Le dollar est lui aussi touché par la probabilité non nulle d’un défaut : la devise d’un pays qui n’honore pas ses dettes (ou une partie de ses dettes, comme le suggèrent certains députés) est forcément beaucoup moins attractive. Par ailleurs, le blocage actuel, ses conséquences sur l’activité économique et le fait qu’il empêche la publication de nombreuses statistiques, dont celles –primordiales compte tenu de la nature du « forward guidance » - de l’emploi, pourrait compliquer le début de la réduction des achats de Tnotes dans un futur proche.

Le « shutdown » a déjà un coût économique, même s’il est difficile à quantifier. Un défaut aurait, potentiellement, un coût beaucoup plus élevé, et qui dépasserait les frontières des Etats-Unis. Bien sûr, tout le monde sait que ce défaut ne signifie pas que le gouvernement américain ne peut plus honorer sa dette, mais que le Congrès empêche de la payer. Mais même si le défaut est purement politique, il n’en créerait pas moins un climat d’incertitude très néfaste pour l’économie. Il révèlerait de la manière la plus extrême possible les énormes problèmes de gouvernance des Etats-Unis.
C’est donc assez normal, dans ce contexte, que les actions baissent et que la volatilité de celle-ci augmente.

Sur une perspective de plus long terme, que peut-il se passer ? Avant de répondre à cette question, il faut essayer de dessiner un scénario de stress extrême. S’il y a défaut, ce sera de manière très sélective, sur une ou plusieurs lignes. Et le défaut ne conduirait pas à une vraie restructuration de la dette, mais simplement à un retard de paiement. Mais même dans cette hypothèse, l’impact en terme d’image serait potentiellement colossal, et les Etats- Unis seraient obligés, à l’avenir, de payer une prime de risque supplémentaire sur leurs obligations (surtout que sur une perspective de long terme, l’évolution des finances publiques US n’est pas vertueuse, comme l’a encore signalé récemment le DMO). Les agences de rating ne pourraient pas ne pas tenir compte de cet événement de crédit. Si un jour un substitut crédible au Tnote, en tant que valeur refuge, apparaissait, la prime exigée sur ce dernier serait encore plus importante. Les banques centrales pourraient être tentées de réduire la part du dollar dans leurs réserves, ce qui d’ailleurs est déjà fait dans certains pays émergents, où il y a eu des ventes de dollar au profit de l’or. Ce dernier devrait donc profiter d’un scénario de stress extrême.

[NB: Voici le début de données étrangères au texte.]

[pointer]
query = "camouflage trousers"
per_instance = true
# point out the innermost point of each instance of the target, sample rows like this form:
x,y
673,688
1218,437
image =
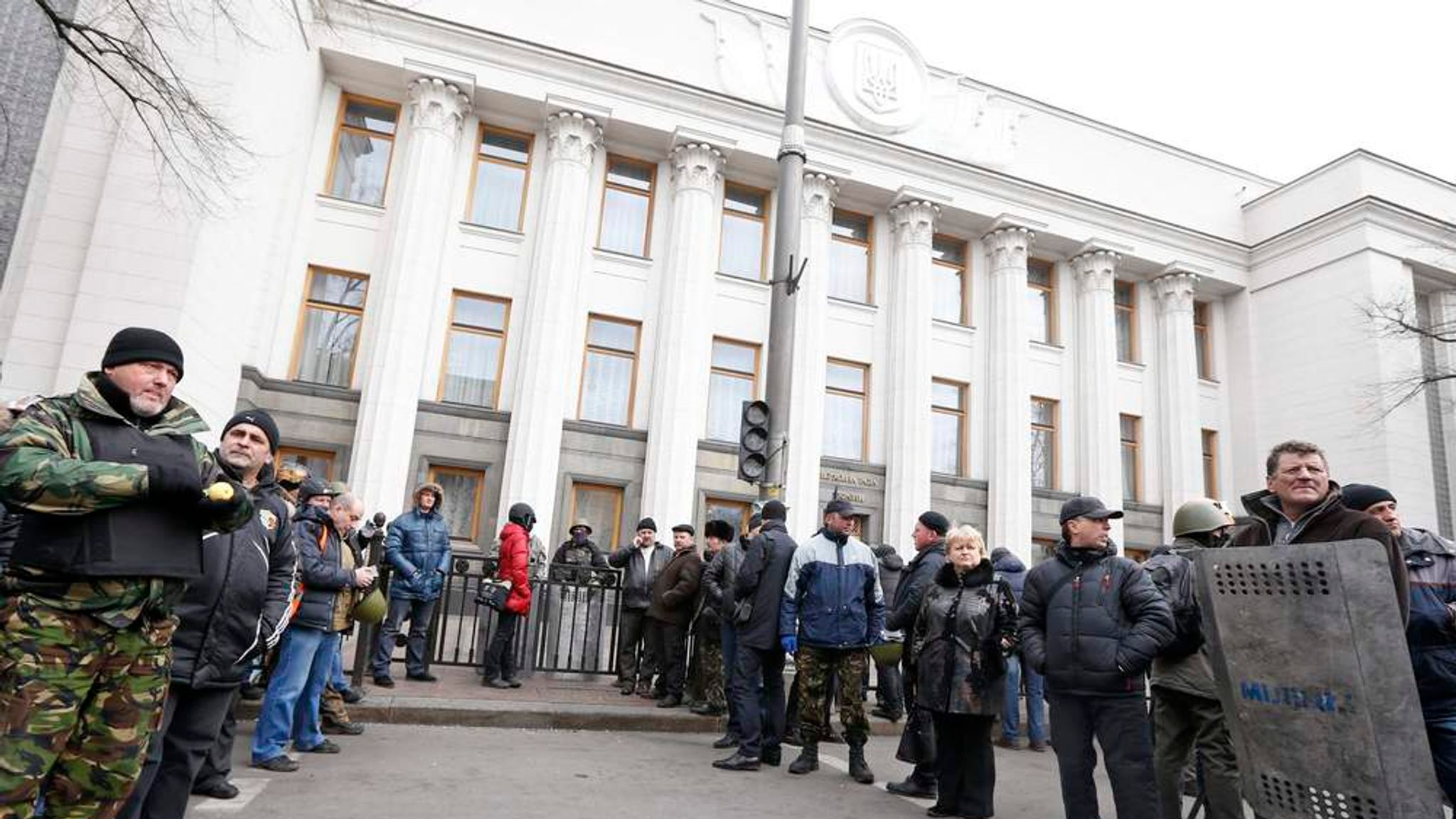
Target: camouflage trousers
x,y
79,703
815,666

Ainsi, on peut s’attendre, dans l’hypothèse d’un défaut, à une sous-performance marquée des Tnotes (par rapport au bund par exemple), même si la Fed a encore les moyens de limiter les dégâts en maintenant, voire en augmentant, son QE.

Pour l’instant, le Tnote 10 ans n’intègre pas ce risque : il est parfaitement stable depuis 10 jours. Le spread Tnotebund 10 ans, de son côté, n’est guère plus volatil.

Comme nous ne pensons pas que ce scénario de stress se réalisera, il nous paraît opportun de jouer :

  • Un rebond du TED spread US 1 mois ;
  • Une baisse du spread de CDS 5 ans ;
  • Un rebond du dollar ;
  • Une baisse du VIX et une hausse des actions.